絵本て、いいな☆ 2015/02/13更新  【チームつながる輪〜 #32】

『しゅくだい』 『しゅくだい』
いもとようこ【文・絵】 宗正美子【原案】
岩崎書店
(2003/09出版)

 私が司書になってもう26年が過ぎようとしている……その時の流れの早さが恐ろしくもあるが……その中で一貫してやってきたこと……それは絵本を多く図書館に入れることだ。もうずっと前からそうだが、本が読めない、読みたくないという生徒は多い。字が沢山あって疲れるから、などという生徒も多い。そんな生徒に絵本ならば、字が少なく、多くが短い話で絵も多いので読んでくれるのではないか?という思いと、単純に自分自身が絵本好き、という理由から学校図書館に多くの絵本を入れてきた。そして、その絵本を使って『読み聞かせ』、を中心とした「お話会」という分野に足を踏み入れて早10年。思ったとおり、前任校でも生徒たちは懐かしい絵本、気になる絵本を手に取り、声に出して読んだりしていた。
 私が今、勤務している神奈川県立横浜明朋高等学校は2014年4月に開校したばかりの昼間の定時制高校で神奈川県立では二つしかない高校である。本校の生徒達もやはり読書する習慣がない子がとても多い。なので、本校の「Meiho Library」にも絵本に惹かれて図書館にやってくる、または本を読もうとする気持ちになるのではないか?と「絵本大作戦」を実行した。結果、絵本を積極的に手に取る生徒もいたり、読み合いっこする生徒もいる。その読み方はとても上手で幼子に聞かせるようにとても優しく間を空けてゆっくり読んであげている。その様子を見て、また、私の「お話会(朗読会)やりたい!!」という気持ちがムクムクと出てきて……図書委員会も6月に発足したばかり、生徒も1年生しかいない、蔵書も約2000冊しかない、しかも学校図書館は建て替えの前の仮の場所で教室ひとつ分しかない狭さにもかかわらず、12月に『クリスマス朗読会』を催してしまったのである……!

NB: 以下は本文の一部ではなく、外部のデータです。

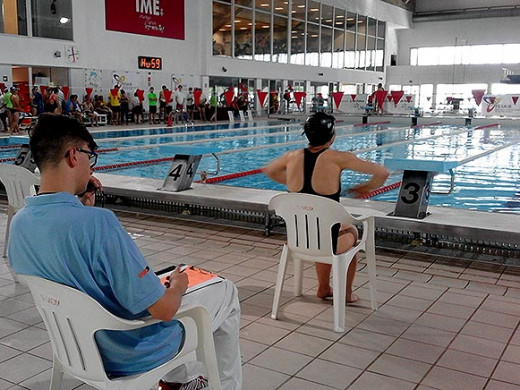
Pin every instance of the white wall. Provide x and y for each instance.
(450, 33)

 絵本『しゅくだい』はその時のプログラム1番に読んだものである。この絵本を読んでくれたのは芸達者な若い男の先生だ。「めえこせんせいがいいました。きょうのしゅくだいはだっこです!」という最初の言葉を聞いている生徒を見廻しながらゆっくり言い、「しゅくだい」と「だっこ」の不思議な組み合わせに生徒もわくわくしているのか目がキラキラと輝き楽しそうに聞いていた。この絵本は家族や大好きな人にハグしてもらうこと、ハグすることがその人達に生きるパワーを与えることだから、とても大切だということを教えてくれる。主人公のモグくんが、お父さんお母さん、おばあちゃんにギュッとされた翌日のすごく元気なことったら!また、いもとさんの絵もとてもきれいで癒され思わず微笑んでしまう心がほっこりする絵本である。

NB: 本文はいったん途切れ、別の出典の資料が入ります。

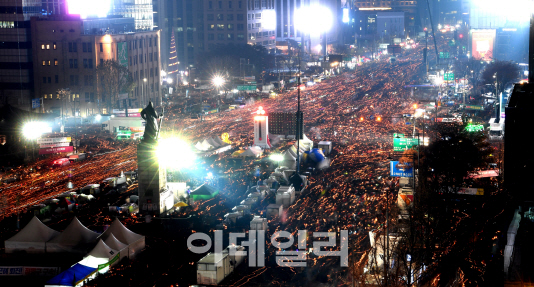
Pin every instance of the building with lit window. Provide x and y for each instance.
(66, 57)
(16, 80)
(261, 23)
(140, 10)
(199, 25)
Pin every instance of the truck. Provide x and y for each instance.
(496, 128)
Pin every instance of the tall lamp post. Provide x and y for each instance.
(143, 96)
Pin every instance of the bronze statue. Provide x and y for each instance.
(152, 126)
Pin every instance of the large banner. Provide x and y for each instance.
(482, 44)
(400, 170)
(54, 140)
(56, 150)
(122, 53)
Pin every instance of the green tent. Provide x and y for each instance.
(203, 192)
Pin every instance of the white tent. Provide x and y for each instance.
(219, 141)
(199, 146)
(206, 145)
(135, 242)
(213, 142)
(252, 152)
(75, 238)
(114, 243)
(101, 255)
(32, 238)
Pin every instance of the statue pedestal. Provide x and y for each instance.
(153, 194)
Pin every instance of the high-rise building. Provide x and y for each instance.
(415, 12)
(140, 10)
(173, 59)
(65, 56)
(261, 23)
(286, 27)
(16, 78)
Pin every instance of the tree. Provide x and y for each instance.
(500, 73)
(113, 79)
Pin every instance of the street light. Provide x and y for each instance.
(143, 96)
(32, 131)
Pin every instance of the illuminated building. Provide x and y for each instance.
(66, 55)
(16, 82)
(261, 129)
(140, 10)
(261, 23)
(173, 58)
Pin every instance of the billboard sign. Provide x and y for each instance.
(46, 145)
(484, 173)
(400, 170)
(473, 107)
(54, 140)
(56, 150)
(482, 42)
(36, 103)
(402, 144)
(471, 191)
(122, 111)
(122, 53)
(246, 88)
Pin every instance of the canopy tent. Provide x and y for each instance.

 その朗読会では他に『くまのこうちょうせんせい』『おまえうまそうだな』『葉っぱのフレディ』をそれぞれ別々の生徒が読んだ。また、途中で「物まね紙芝居」というコントも取り入れ、大爆笑を誘った。第1回目の図書委員会主催『クリスマス朗読会』は大成功を収めたと思う。これからも高校生も大人も癒され、感動的な良い絵本を増やしていきたいと、思っている。